Remember that great seventies movie starring Burt Reynolds where he was a North Woods lumberjack? Where he was sittin’ on the tree stump eatin’ johnnycake? No? How about the one about where he was the gold miner in the Klondike, roundin' up his malamutes, packin' his grubstake on his back? Well, that could be part of the reason why the album “Mr. Lumberjack” by Hal Willis never caught on—America never felt the romantic fever for sawing logs or panning for gold like they did for driving the big rig.
You wouldn’t think DJs would ever be at a loss for words, but being tapped to pen the liner notes for the album seem to stymie Bill Claiborne of radio station WSM in Nashville. Here’s the best hyperbole he could muster:
“It is my wish that someday those of you who are listening to this album will have the pleasure of meeting and talking to Hal Willis and once you do, you will, like me, find a loss of words to describe what most of us here in Nashville call ‘Hal Willis, the Nice Guy’”.
Now myself, I would talk at length about Hal's off-kilter growly scat singing, which was truly the best part of the album.
Oh, and wife Ginger’s vocals on “Winding Wana Bago” WILL result in a spit-take, or your money cheerfully refunded.
Mr. Lumberjack – Hal Willis
Lumberjack Man
North To Alaska
My Thumb & Shoes
Knopper the Topper
Springtime in Alaska
Dig Me a Hole
Jack the Lumberjack
The Parson From Paint Rock
So Right But So Wrong
Winding Wana Bago
Creole Rose
Klondike Mike
Arc Sound Limited 851, Toronto, Ont.

6 comments:
You're making that Burt Reynolds stuff up, aren't you?
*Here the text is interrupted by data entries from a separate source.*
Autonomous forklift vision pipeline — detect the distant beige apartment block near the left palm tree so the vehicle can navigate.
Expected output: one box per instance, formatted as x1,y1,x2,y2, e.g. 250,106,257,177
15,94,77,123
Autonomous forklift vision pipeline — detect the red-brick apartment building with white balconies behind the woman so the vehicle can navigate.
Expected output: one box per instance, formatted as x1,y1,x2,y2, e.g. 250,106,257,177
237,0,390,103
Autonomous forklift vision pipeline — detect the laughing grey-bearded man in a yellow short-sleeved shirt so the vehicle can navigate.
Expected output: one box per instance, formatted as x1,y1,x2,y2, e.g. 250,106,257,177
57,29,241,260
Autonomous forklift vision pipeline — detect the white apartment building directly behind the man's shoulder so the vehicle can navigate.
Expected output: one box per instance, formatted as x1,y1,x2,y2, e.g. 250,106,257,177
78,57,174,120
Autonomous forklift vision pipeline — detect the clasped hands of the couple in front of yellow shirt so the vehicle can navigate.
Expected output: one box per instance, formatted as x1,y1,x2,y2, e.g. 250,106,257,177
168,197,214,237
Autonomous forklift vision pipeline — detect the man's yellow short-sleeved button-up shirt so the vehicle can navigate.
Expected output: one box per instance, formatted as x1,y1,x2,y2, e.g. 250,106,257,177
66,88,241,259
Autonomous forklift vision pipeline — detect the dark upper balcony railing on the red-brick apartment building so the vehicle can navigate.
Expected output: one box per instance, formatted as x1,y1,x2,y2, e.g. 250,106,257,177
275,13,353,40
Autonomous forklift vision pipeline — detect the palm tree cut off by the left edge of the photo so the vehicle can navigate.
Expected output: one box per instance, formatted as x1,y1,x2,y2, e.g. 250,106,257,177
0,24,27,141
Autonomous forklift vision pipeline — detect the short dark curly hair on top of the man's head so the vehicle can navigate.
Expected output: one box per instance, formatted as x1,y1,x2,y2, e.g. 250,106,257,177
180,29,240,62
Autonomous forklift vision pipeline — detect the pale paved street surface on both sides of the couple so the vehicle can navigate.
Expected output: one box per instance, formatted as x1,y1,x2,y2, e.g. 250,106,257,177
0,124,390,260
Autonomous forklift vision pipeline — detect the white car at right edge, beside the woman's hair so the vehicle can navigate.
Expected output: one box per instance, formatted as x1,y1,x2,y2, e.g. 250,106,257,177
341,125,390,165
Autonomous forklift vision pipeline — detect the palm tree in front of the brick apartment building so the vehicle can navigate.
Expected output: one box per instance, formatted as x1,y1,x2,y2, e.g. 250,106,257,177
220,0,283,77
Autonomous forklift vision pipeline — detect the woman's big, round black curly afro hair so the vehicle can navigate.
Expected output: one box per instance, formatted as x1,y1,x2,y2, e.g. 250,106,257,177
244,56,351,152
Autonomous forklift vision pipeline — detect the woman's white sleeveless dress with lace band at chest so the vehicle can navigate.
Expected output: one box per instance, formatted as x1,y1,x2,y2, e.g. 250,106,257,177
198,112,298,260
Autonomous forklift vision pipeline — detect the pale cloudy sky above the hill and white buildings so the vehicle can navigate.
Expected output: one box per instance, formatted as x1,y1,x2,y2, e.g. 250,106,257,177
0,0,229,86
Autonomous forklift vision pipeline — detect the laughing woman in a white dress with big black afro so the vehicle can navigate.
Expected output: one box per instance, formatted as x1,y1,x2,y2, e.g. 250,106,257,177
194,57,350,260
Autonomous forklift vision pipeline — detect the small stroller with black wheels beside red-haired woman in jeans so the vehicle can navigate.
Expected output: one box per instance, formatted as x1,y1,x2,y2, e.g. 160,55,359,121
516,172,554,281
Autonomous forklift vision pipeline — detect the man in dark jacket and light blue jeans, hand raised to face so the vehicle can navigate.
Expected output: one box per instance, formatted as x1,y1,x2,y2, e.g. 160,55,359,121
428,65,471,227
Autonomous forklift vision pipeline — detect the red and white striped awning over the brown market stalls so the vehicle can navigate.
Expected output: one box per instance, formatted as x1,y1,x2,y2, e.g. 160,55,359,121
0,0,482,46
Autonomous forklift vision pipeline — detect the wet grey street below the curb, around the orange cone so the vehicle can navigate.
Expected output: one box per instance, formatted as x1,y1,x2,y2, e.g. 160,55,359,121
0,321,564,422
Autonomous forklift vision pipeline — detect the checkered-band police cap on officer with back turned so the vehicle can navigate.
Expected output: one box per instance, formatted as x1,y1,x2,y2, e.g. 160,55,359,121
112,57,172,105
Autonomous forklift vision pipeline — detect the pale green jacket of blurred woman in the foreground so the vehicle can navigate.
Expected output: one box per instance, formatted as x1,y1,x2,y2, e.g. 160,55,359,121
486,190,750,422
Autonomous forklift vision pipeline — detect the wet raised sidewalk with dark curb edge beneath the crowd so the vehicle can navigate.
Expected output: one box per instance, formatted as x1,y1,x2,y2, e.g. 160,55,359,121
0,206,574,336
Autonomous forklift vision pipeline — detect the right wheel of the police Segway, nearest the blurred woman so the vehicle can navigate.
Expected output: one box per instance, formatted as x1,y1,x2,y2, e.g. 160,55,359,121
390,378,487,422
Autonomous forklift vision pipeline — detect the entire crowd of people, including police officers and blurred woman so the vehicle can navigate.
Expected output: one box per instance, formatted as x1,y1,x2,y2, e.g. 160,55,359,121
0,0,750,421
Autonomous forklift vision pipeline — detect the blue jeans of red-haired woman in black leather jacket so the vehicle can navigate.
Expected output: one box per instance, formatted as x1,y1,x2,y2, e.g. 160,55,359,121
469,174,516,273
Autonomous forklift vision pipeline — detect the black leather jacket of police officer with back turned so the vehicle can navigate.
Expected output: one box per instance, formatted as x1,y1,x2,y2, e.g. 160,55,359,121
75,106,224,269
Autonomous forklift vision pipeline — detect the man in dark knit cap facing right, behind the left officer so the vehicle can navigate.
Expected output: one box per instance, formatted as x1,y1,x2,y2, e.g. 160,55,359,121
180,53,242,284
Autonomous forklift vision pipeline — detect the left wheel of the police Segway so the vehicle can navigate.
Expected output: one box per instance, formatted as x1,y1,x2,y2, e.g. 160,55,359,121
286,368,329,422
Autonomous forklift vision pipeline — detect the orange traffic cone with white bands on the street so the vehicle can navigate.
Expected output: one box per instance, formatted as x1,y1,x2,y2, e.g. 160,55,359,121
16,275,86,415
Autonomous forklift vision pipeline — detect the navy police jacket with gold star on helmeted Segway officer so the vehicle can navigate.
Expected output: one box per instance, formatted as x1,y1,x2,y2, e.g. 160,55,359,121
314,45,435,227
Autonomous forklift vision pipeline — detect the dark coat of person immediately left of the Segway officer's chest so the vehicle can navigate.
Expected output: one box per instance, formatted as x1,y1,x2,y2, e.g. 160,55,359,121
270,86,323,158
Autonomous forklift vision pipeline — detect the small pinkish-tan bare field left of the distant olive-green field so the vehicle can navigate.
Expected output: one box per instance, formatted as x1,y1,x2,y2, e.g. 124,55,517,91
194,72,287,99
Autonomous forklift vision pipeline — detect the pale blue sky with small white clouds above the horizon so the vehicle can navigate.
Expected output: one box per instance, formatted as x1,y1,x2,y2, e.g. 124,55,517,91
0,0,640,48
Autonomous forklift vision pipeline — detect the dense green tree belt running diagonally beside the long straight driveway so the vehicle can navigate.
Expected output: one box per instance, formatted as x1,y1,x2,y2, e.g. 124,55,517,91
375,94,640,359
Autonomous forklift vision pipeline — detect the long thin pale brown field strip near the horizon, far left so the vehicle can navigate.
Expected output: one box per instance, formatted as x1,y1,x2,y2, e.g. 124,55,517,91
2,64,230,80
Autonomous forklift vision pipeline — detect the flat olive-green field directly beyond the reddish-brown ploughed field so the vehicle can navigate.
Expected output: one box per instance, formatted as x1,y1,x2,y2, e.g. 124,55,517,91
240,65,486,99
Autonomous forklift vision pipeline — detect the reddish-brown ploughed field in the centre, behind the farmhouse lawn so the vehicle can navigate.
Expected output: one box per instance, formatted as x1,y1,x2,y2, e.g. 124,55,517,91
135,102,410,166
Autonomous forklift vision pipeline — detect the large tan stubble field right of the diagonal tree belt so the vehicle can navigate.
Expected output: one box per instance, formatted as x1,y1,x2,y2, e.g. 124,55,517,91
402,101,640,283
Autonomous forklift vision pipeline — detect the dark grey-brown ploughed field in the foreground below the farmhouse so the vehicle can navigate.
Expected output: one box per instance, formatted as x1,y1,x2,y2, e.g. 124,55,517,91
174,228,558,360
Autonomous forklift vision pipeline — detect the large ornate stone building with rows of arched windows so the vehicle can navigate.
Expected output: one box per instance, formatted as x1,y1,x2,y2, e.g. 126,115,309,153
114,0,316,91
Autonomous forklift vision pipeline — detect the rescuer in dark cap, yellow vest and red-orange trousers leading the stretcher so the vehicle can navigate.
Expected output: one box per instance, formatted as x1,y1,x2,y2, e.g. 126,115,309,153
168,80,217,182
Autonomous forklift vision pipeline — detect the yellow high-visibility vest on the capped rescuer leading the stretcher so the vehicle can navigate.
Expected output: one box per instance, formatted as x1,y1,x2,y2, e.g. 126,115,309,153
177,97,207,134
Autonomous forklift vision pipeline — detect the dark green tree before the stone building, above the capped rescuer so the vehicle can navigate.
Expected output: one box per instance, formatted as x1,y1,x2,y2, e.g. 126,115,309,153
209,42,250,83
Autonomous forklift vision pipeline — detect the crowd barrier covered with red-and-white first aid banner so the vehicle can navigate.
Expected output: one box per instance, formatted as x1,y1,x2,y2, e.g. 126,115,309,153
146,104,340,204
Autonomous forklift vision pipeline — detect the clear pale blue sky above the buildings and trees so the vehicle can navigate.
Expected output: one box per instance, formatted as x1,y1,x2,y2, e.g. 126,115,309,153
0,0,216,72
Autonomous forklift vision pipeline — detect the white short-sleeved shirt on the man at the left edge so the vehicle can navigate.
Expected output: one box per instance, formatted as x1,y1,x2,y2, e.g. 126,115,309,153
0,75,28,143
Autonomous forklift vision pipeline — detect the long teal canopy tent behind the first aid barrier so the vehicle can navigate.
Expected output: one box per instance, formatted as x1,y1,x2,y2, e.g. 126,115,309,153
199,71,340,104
See, I can tell that sometimes you're just having fun with us.
At least I hope so.
Actually, I just have fun all by myself, but in a potentially public place. I am only here to amuse myself, and it is to my constant amazement that there are a few people who seems to be amused by me as well. No, there are no Burt lumberjack movies to the best of my knowledge.
I myself am taken by the mystical ability of Mr. Lumberjack to cast no shadow.
I love the way a guy in Toronto wearing a Hudson's Bay coat is singing about Alaska and being reviewed by someone in Nashville.
Music truly is a universal language.
Oh, and it appears Arc Sound released some other great hits. They were the people who brought you.
* "The Esso Trinidad Steelband On Tour" and
* "I Walk the Line and Other Country," where Newfoundlander Dick Nolan gives his "interpretations" of Johnny Cash songs.
"Well, that could be part of the reason why the album “Mr. Lumberjack” by Hal Willis never caught on"
Actually, the song "Mr. Lumberjack" was a top 5 country hit in 1965, eventually selling over a million copies.